Die Anfänge römischer Religionsvorstellungen gehen auf älteste Urformen theologischer
Beschäftigung zurück und verschmolzen im Laufe der Zeit mit bäuerlichen Fruchtbarkeitsriten. Durch die theologische Offenheit wurden immer wieder Gottheiten und Kulte von
fremden Kulturen übernommen. So entwickelte sich eine komplexe Vorstellung von Kulten,
Riten, Mysterien und Götterwelten. Diese Komplexität bewirkte auch eine religiöse Toleranz,
die die Eingliederung fremder Gebiete in das Reich wesentlich erleichterte. Erst mit dem
Aufkommen einer monotheistischen Religion begann das religiöse Weltbild der Römer zu
schwanken. Das Christentum stellte eine Herausforderung für das theologische System dar,
da an eine Assimilierung nicht zu denken war. Nach Jahrhunderten der Duldung oder Verfolgung wurde das Christentum schließlich Staatsreligion und bald darauf wurden alle „heidnischen“ Kulte verboten. Der religiöse Eifer, der zuvor den Christen zu schaffen machte,
wurde nun dazu eingesetzt, alle Welt zum neuen Glauben zu bekehren. Im ganzen
Römischen Reich verbreitet war zu seiner Blütezeit der Mithraskult. Seinen Höhepunkt
erreichte der Kult Ende des 2. Jahrhunderts und im 3. Jahrhundert, nachdem sich Kaiser
Commodus (180-192) ihm angeschlossen hatte. Als „Sol Invictus Mithras“ wurde der
Gott besonders seit Aurelian von zahlreichen Kaisern verehrt. Die Mithras-Tempel werden
Mithräen genannt und waren oft unterirdisch angelegt oder höhlenartig in Fels gehauen.
Die Zeremonien fanden nicht öffentlich statt. Wie die übrigen Mysterienkulte der griechischrömischen Welt kreiste auch der Mithraismus um ein Geheimnis, das nur Eingeweihten
enthüllt wurde. Bei Eintritt in den Kult wurde jedes neue Mitglied zum strengsten Stillschweigen verpflichtet. Deshalb gründet sich unser Wissen über den Mithraismus nur auf
die Beschreibungen außenstehender Chronisten und auf die zahlreich erhaltenen Bildwerke
der Mithras-Heiligtümer. Der Mithraismus erfreute sich vor allem unter den Legionären
großer Popularität, umfasste jedoch auch sonstige Staatsdiener, Kaufleute und sogar
Sklaven. Dagegen waren Frauen strikt ausgeschlossen. Die Organisation des Kults bestand
aus sieben Weihestufen oder Initiationsebenen, die der Gläubige bei seinem Aufstieg
durchlief.
Viele antike Abbildungen zeigen Mithras gleichrangig mit dem Sonnengott Helios oder
als Sieger über den sich ihm unterwerfenden Helios. Mithras bekam den Beinamen
„unbesiegter Sonnengott“, wohl um auszudrücken, dass er die Rolle des neuen
„Beherrschers des Kosmos“ übernommen hatte, die vorher Helios besaß. Bei den Römern
bekam Mithras auch den Beinamen Sol invictus (lat. „der unbesiegbare Sonnengott“).

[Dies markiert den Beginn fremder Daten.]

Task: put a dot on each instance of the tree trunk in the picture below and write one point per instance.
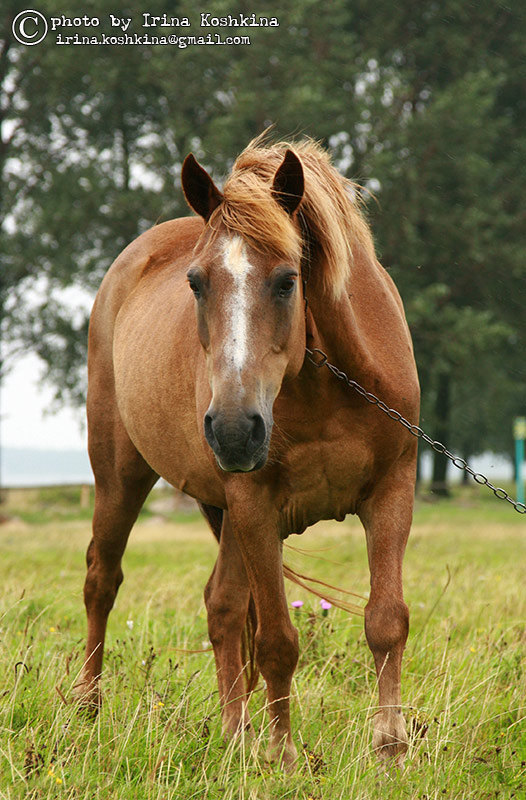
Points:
(442, 413)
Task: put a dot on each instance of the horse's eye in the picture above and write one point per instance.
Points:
(286, 287)
(194, 287)
(195, 283)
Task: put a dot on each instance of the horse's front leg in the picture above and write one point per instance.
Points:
(386, 516)
(227, 597)
(276, 641)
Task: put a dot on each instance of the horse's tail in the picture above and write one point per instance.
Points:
(214, 517)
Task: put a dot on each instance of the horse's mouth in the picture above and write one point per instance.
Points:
(236, 468)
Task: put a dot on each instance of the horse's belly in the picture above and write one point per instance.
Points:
(156, 396)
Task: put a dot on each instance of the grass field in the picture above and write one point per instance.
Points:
(158, 734)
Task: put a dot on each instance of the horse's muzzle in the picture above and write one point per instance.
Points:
(240, 442)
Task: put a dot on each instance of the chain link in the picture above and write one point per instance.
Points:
(320, 359)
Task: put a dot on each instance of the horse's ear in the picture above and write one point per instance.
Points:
(202, 195)
(288, 184)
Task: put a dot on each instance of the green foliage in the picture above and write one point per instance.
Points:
(424, 104)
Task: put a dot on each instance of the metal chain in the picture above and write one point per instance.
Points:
(320, 359)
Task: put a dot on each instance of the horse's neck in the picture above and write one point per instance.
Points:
(332, 326)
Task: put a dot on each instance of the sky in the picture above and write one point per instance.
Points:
(24, 412)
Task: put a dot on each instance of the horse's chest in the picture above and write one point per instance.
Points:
(324, 480)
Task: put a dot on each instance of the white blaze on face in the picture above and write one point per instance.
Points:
(239, 267)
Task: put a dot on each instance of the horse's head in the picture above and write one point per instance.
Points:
(249, 310)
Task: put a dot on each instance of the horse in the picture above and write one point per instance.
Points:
(197, 372)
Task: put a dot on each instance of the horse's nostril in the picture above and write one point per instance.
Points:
(209, 433)
(259, 431)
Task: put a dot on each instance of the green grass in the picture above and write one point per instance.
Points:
(158, 734)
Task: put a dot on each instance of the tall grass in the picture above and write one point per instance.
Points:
(158, 735)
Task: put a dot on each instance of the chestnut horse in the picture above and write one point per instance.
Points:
(197, 373)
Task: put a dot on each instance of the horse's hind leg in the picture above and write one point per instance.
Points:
(386, 516)
(122, 482)
(227, 598)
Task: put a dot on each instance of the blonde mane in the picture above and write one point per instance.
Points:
(335, 225)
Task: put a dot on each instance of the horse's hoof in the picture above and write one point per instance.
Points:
(284, 754)
(391, 747)
(88, 698)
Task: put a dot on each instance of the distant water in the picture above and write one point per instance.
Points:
(32, 467)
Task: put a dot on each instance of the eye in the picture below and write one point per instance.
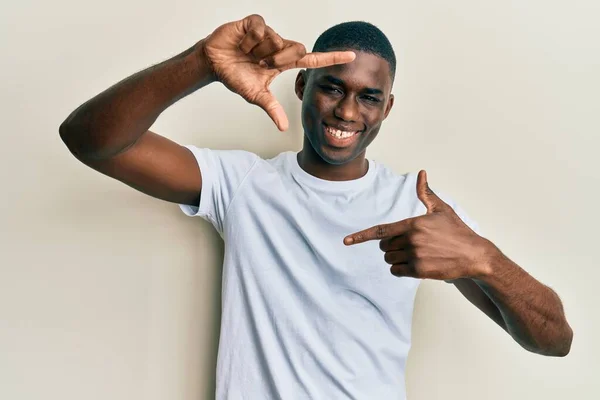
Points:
(371, 99)
(330, 89)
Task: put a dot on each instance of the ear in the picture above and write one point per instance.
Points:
(301, 80)
(389, 106)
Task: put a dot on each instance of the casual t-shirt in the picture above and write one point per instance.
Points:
(303, 315)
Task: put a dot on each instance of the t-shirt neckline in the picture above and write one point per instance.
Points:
(327, 185)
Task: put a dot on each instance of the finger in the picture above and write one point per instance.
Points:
(273, 108)
(394, 243)
(254, 27)
(397, 257)
(379, 232)
(403, 270)
(431, 200)
(272, 43)
(291, 52)
(320, 60)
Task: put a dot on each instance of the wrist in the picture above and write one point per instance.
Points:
(484, 265)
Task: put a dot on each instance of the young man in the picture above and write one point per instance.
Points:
(311, 307)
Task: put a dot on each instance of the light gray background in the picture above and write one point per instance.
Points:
(108, 294)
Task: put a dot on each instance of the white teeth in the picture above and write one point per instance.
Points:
(339, 134)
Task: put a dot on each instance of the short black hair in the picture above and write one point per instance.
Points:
(360, 36)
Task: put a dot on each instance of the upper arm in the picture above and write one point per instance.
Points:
(479, 299)
(155, 166)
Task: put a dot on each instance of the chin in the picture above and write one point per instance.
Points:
(332, 155)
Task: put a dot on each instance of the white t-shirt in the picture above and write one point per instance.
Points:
(303, 315)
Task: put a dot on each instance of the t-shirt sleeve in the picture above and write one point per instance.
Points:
(223, 172)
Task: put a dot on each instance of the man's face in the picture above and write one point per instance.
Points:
(343, 106)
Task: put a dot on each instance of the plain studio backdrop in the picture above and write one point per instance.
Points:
(106, 293)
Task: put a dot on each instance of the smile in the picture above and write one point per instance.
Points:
(339, 134)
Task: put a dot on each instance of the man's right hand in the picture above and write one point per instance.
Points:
(246, 56)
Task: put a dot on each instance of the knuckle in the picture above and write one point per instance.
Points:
(383, 245)
(388, 257)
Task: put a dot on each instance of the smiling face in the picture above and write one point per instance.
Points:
(344, 105)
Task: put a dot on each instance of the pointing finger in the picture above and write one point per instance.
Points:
(431, 200)
(319, 60)
(379, 232)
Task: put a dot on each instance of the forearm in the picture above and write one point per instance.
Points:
(533, 312)
(115, 119)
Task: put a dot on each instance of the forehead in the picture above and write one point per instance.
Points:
(367, 70)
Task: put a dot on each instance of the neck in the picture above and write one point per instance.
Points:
(312, 163)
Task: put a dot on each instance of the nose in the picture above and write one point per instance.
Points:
(347, 109)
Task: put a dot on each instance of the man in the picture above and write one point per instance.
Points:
(311, 307)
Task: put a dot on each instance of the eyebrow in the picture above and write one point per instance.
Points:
(339, 82)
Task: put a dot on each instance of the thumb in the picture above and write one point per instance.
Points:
(269, 103)
(431, 200)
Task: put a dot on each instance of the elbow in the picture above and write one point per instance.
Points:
(561, 346)
(67, 135)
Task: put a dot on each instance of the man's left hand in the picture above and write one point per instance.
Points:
(437, 245)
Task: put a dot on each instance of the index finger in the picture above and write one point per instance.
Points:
(379, 232)
(325, 59)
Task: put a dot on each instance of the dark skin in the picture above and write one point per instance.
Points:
(350, 90)
(354, 97)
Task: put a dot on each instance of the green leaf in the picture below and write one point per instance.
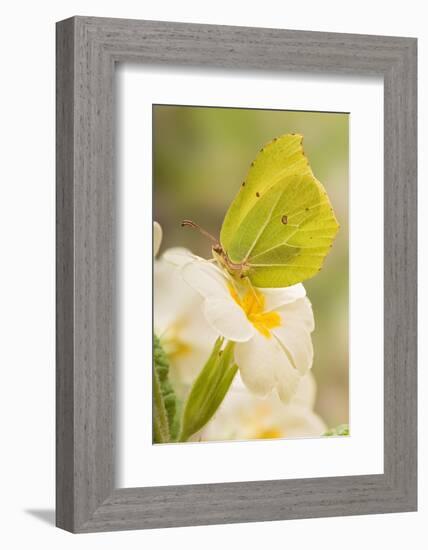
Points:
(165, 426)
(343, 429)
(208, 390)
(160, 418)
(281, 225)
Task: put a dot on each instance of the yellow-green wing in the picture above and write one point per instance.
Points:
(287, 233)
(280, 158)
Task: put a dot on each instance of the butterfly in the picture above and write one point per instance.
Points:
(281, 224)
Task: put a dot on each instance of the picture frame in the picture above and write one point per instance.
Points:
(87, 51)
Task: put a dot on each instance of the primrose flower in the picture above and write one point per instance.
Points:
(244, 416)
(271, 327)
(185, 335)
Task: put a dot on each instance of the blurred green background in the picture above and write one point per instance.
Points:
(200, 157)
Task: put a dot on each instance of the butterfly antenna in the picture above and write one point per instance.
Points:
(193, 225)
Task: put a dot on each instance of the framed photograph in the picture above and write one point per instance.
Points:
(236, 274)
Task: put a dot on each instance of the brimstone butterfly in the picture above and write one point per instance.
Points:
(281, 225)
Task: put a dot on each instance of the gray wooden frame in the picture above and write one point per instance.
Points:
(87, 50)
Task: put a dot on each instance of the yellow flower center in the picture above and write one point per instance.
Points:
(253, 304)
(269, 433)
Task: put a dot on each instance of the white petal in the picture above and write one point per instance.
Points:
(306, 391)
(207, 279)
(264, 365)
(294, 334)
(287, 380)
(228, 319)
(277, 297)
(173, 299)
(157, 237)
(178, 256)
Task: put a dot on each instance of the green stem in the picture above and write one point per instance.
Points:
(208, 390)
(160, 418)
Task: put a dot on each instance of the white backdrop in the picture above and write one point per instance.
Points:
(27, 273)
(362, 452)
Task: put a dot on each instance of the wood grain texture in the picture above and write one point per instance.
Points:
(87, 50)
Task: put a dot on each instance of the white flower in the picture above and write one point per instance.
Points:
(271, 327)
(178, 320)
(243, 416)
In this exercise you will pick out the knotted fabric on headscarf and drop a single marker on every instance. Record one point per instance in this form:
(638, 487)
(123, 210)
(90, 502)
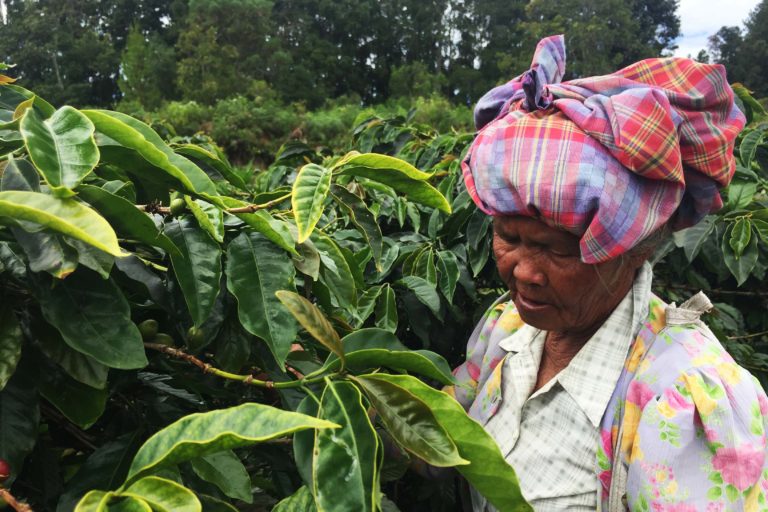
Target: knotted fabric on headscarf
(609, 158)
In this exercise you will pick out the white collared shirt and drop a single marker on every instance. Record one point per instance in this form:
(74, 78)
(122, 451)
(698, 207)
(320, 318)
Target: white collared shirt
(550, 437)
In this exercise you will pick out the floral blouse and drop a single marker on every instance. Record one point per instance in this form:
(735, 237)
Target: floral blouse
(685, 429)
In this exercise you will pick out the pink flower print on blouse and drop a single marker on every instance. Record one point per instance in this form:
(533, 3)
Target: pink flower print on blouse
(740, 467)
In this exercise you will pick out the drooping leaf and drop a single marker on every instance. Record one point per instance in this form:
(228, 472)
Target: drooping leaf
(256, 269)
(410, 422)
(425, 292)
(126, 218)
(345, 458)
(487, 471)
(300, 501)
(372, 348)
(164, 494)
(80, 404)
(226, 471)
(61, 147)
(386, 310)
(200, 434)
(67, 216)
(312, 319)
(361, 217)
(11, 338)
(20, 415)
(93, 317)
(308, 197)
(198, 268)
(137, 136)
(208, 216)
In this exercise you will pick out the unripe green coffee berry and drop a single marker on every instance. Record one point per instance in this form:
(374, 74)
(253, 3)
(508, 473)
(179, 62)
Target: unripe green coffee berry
(148, 329)
(178, 206)
(164, 339)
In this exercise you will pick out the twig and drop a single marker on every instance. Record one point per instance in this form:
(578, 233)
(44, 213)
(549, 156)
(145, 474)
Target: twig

Als Sonnengott wurde Mithras am Sonntag angebetet. Einmal im Jahr opferten die
Mithras-Anhänger symbolisch einen Stier. Die zwei großen mithräischen Jahresfeste
feierten die Geburt des Sol Invictus am 25. Dezember (dem Abend der Wintersonnenwende
nach dem Julianischen Kalender) und den Tod und die Auferstehung Mithras zur FrühlingsTagundnachtgleiche.
Im 19. Jahrhundert weißt Schierenberg in seinem Buch „Römer im Cheruskerland“ schon
auf die Bedeutung des Mithraskult für Rom hin und zeigt Zusammenhänge zur so genannten
„Varusschlacht“ am Teutoburger Wald auf. Er erhebt die These, dassVarus seinerzeit
versucht haben könnte, an den Externsteinen bei Horn den Mithras Kult Roms zu etablieren,
indem er die Externsteine für den Höhlenkult des Mithraskultus herzurichten versuchte.
Diese Maßnahme des Varus habe mit den geistlichen Interessen verschiedener germanischer Stämme kollidiert, die in den Externsteinen ein bedeutendes Heiligtum (Volksheiligtum) sahen, und habe schlußendlich zu einer Volkserhebung, einem Freiheitskampf
gegen Varus und somit gegen Rom geführt. Diese durch Schierenberg erhobene These
fand bis heute keine wissenschaftliche Beachtung.